Got a press release from a guy in New York who was offering a lot of money for something really unusual. Instantly, I sprang into action. I called a number in Louisiana.
Me: Hi. Are you Fats Domino's manager?
Reggie Hall: Manager and brother-in-law. Fats is married to my sister.
Me: Okay. Well, I have a proposition. There's a very rich man who wants to become a rock star, but his name is not cool. It's a Jewish name, and Jewish names are not cool. So this guy wants a cool rock star name, and he is willing to pay $25,000 to the person who comes up with the best name for him.
Reggie: Okay.
Me: It occurred to me that the coolest music name in the world is Fats Domino.
Reggie: It is!
Me: So, my idea is, maybe Fats will sell this guy his name for $25,000.
Reggie:
Me: I heard Fats lost his house to Hurricane Katrina, so I thought maybe he could use the money.

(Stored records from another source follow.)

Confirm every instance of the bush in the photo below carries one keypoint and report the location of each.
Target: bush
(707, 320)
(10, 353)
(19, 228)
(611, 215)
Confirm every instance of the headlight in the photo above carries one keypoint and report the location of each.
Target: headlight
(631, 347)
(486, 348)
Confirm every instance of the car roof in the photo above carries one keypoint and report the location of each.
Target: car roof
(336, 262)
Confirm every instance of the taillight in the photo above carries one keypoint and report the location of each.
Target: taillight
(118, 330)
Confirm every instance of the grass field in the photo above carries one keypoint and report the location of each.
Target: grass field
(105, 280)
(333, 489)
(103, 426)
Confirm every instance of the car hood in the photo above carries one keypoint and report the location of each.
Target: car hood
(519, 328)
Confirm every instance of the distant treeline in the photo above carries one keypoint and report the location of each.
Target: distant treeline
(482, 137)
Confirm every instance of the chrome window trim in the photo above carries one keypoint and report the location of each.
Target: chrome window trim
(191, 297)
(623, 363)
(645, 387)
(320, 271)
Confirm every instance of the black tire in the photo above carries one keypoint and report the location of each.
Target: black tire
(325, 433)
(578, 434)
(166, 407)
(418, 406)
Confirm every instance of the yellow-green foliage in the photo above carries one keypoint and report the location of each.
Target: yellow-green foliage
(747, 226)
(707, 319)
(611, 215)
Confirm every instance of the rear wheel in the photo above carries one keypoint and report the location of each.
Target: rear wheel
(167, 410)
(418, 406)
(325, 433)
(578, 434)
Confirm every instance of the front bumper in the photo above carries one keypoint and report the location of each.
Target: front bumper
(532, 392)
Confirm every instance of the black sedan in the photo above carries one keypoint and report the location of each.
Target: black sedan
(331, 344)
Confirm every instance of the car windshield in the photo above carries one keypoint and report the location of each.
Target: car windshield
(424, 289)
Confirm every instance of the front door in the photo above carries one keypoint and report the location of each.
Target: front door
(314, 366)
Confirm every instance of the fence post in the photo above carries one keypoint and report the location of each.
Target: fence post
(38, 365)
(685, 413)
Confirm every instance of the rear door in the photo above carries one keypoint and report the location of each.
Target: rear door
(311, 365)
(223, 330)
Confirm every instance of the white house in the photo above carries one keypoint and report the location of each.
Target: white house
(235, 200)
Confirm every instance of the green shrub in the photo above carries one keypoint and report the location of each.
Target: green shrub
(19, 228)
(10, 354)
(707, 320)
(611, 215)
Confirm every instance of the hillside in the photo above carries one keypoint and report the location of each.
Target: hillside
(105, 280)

Reggie: Fats not gonna do that. He's not gonna let nobody use his name. Nuh-uh. No, indeed. Not for no $25,000, he's not. Fats is a legend. Lawd, if he did that, be the dumbest thing he ever done in his life.
Me: So I can take that as a no?
Reggie: Yes, you can. But the man can have my name for one thousand.
Me: Your name?
Reggie: He can have Reggie. Reggie Hall.
Me:
Reggie: Okay, you got a better idea for a name?
Me: Well, I was thinking "Franklin Delano Hitler."
Reggie: Who came up with that, you?
Me: Yeah.
Reggie: I thought so.
Me:
Reggie: Man get killed, name like that! Someone be killing that man for sure.
Me: Here's another one I thought of. Antowayne "Ice" Jackson.
Reggie: What?
Me: Antowayne "Ice" Jackson.
Reggie:
Me: Just an idea.
Reggie: Let me tell you something. Ain't the name, it's the person. Ray Charles, Elvis Presley, they're cool names. Their names became cool names because of who they are. Johnny Cash is a cool name. You know what I'm sayin'?
Me: Yeah, but I don't think this guy's cool. How did Fats get his name?
Reggie: Fats? Well he was born Antoine Domino. Antoine Domino isn't cool. This guy named Billy Diamond called him Fats, 'cause at that time he was real fat.
Me: Makes sense.
Reggie: Sure does.
Me: I don't think this guy is fat, though.
Reggie: Okay, I got a name for him.
Me: Shoot.
Reggie: The Rockin' Jew.
Me: That's not bad.
Reggie: What's his first name?
Me: Aaron. Aaron Schwarz.
Reggie: So he could be "Aaron, the Rockin' Jew." That's cool.
Me: I don't know.
Reggie: You tell him, he got to be original. To be cool, you got to be original. I wrote a little song some years ago, maybe you heard of it. It was successful because it had an original, cool name. It was called "You Talk Too Much."
Me: You wrote that song?
Reggie: Yep.
Me: I love that song.
Reggie: Still gettin' royalties, since the 1960s.
Me: You talk too much / You worry me to death / You talk too much / You even worry my pet.
Reggie: Cool, right?
Me: Very cool. I'm not feeling very cool right now, talking to you. I came up with some other names for this guy, but now I don't know . . .
Reggie: Go ahead.
Me: Johnny B. Somewhat Disagreeable. Sid Grumpy. Sandy Koufax III.
Reggie: I don't think he needs your help, man. I got to say that.